Na televisão SIC e SIC Notícias. Na imprensa escrita JN, Público, Eco, Negócios, Agência Lusa, Mensageiro de Bragança, Voz de Trás-os-Montes, O Minho e o E24… e, na rádio, ouço muito a Rádio Observador e a RR. Não posso esquecer de acrescentar o jornal centenário da minha cidade. O Regional, que leio todas as semanas.
Este é um meio saturado, considerando o número de jovens licenciados e as poucas ofertas de emprego em órgãos de informação?
Penso que já foi mais do que o que é. Quando saí da faculdade, em 2008, não havia vagas. Hoje em dia, com o nascimento frequente de rádios e TV’s, o mercado tem estado a mexer muito. Prova disso são os jornalistas a que vamos dando formação e que vão seguindo para vários canais nacionais.
Como lhe parece ser possível minimizar a precariedade e os baixos salários da profissão de jornalista?
Quando se perceber que fazer informação é sempre um custo e não gera lucro. Tem é que haver criatividade para se investir em áreas que, comercialmente, possam ser potenciáveis e que compensem, depois, o lado da informação que só acarreta custos.
Que conselho daria aos jovens estudantes de jornalismo ou de comunicação?
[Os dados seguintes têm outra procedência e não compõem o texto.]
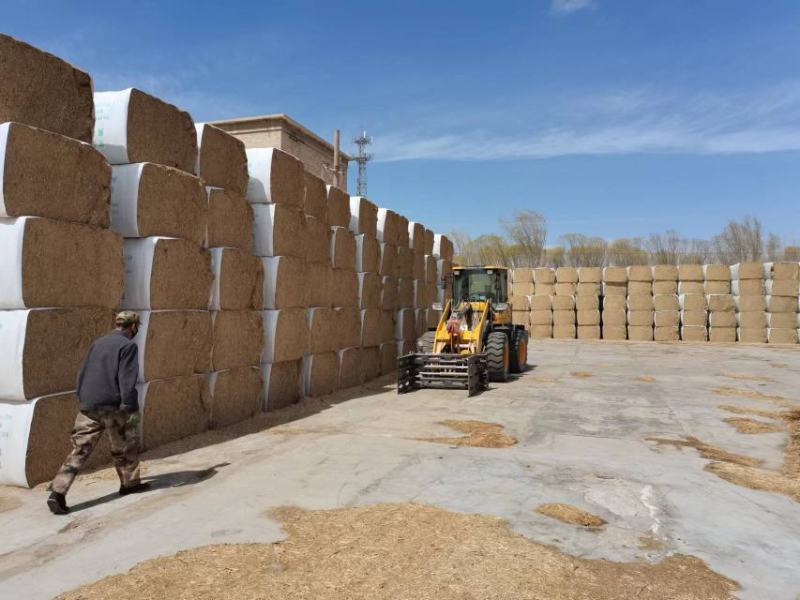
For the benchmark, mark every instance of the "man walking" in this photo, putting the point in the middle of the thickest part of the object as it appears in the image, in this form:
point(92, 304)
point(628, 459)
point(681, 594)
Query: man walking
point(108, 401)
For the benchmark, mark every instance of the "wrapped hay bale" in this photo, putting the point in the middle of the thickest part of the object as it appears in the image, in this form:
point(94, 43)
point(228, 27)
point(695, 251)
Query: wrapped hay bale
point(286, 282)
point(238, 280)
point(343, 249)
point(350, 373)
point(173, 343)
point(282, 384)
point(49, 263)
point(44, 174)
point(132, 127)
point(363, 216)
point(237, 338)
point(221, 159)
point(315, 200)
point(320, 374)
point(230, 221)
point(163, 272)
point(173, 409)
point(44, 91)
point(278, 230)
point(235, 395)
point(338, 207)
point(35, 361)
point(276, 177)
Diria que o jornalismo, e não comunicação, são coisas bem distintas, é uma profissão de futuro, desde que credível. Para isso, não podem deixar que se caia numa superficialidade de não estudar temas e assuntos, e se caia no erro de apenas “bons títulos” ou vídeos bem editados. Só isto já é meio caminho andado para que, depois, a liberdade de imprensa se mantenha.
Como tem sido a sua experiência em conciliar os papéis de mãe, mulher e profissional, e que estratégias tem utilizado para manter o equilíbrio entre estas diferentes áreas da sua vida?
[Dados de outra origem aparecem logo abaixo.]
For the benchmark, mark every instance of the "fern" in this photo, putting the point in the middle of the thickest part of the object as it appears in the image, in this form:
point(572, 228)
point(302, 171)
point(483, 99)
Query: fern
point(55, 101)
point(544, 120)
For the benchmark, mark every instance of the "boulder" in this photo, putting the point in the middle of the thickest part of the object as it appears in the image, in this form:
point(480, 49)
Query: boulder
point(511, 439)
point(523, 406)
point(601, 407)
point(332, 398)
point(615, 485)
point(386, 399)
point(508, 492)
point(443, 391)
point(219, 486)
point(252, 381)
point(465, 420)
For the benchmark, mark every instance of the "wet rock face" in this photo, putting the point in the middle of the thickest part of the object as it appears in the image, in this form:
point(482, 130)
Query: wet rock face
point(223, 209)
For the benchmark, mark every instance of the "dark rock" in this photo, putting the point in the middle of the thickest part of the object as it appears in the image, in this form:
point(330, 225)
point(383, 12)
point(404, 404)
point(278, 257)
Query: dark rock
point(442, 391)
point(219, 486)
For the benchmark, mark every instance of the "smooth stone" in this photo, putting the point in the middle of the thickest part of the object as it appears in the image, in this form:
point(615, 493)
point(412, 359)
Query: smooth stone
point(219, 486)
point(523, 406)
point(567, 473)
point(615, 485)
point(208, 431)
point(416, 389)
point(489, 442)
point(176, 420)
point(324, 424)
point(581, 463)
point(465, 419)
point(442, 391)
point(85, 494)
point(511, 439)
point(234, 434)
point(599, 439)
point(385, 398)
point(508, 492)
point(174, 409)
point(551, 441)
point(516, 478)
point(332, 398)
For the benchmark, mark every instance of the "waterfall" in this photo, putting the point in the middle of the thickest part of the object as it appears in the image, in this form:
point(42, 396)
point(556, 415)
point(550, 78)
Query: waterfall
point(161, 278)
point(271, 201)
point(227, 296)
Não é fácil, sobretudo porque trabalho a 50 km de casa, mas a regra é sempre manter o equilíbrio.
Nestes cargos temos de saber ao que nos propomos, o que ganhamos e o que podemos perder. Sabemos que vai ser necessário, de folga, responder a problemas de grelha ou a problemas técnicos, e que, rapidamente, o dia de folga se transforma em trabalho. Mas isto faz parte. A maior estratégia é ter um background familiar que serve de pilar para manter este equilíbrio. O meu marido e os meus pais são esses pilares que têm sido essenciais nesta gestão.
Sente que a sociedade portuguesa tem evoluído no apoio às mulheres que desempenham múltiplos papéis, ou ainda existem obstáculos significativos à conciliação entre vida pessoal e profissional?
Ainda existem alguns casos com resistência, mas penso que tem sido uma evolução natural.
Olhando para as gerações anteriores, houve uma grande evolução. Há um melhor acesso à educação e ao mercado de trabalho. Cada vez mais, as mulheres ocupam cargos de liderança e assumem papéis de destaque em várias áreas. A lei e as políticas públicas têm evoluído favoravelmente. Há uma maior sensibilização social para o papel da mulher na sociedade. Já não é só “do lugar na cozinha”.
Contudo, há ainda um longo caminho a fazer. As questões das desigualdades salariais é um dos exemplos, que dificultam mais e melhor a ascensão feminina. E, a somar a isto, a imagem da mulher perfeita, fomenta o estigma de que nós temos de ser competentes no trabalho, excelentes mães e cuidadoras, e ainda manter-se disponível emocional e fisicamente. Portanto, há ainda muito trabalho a fazer!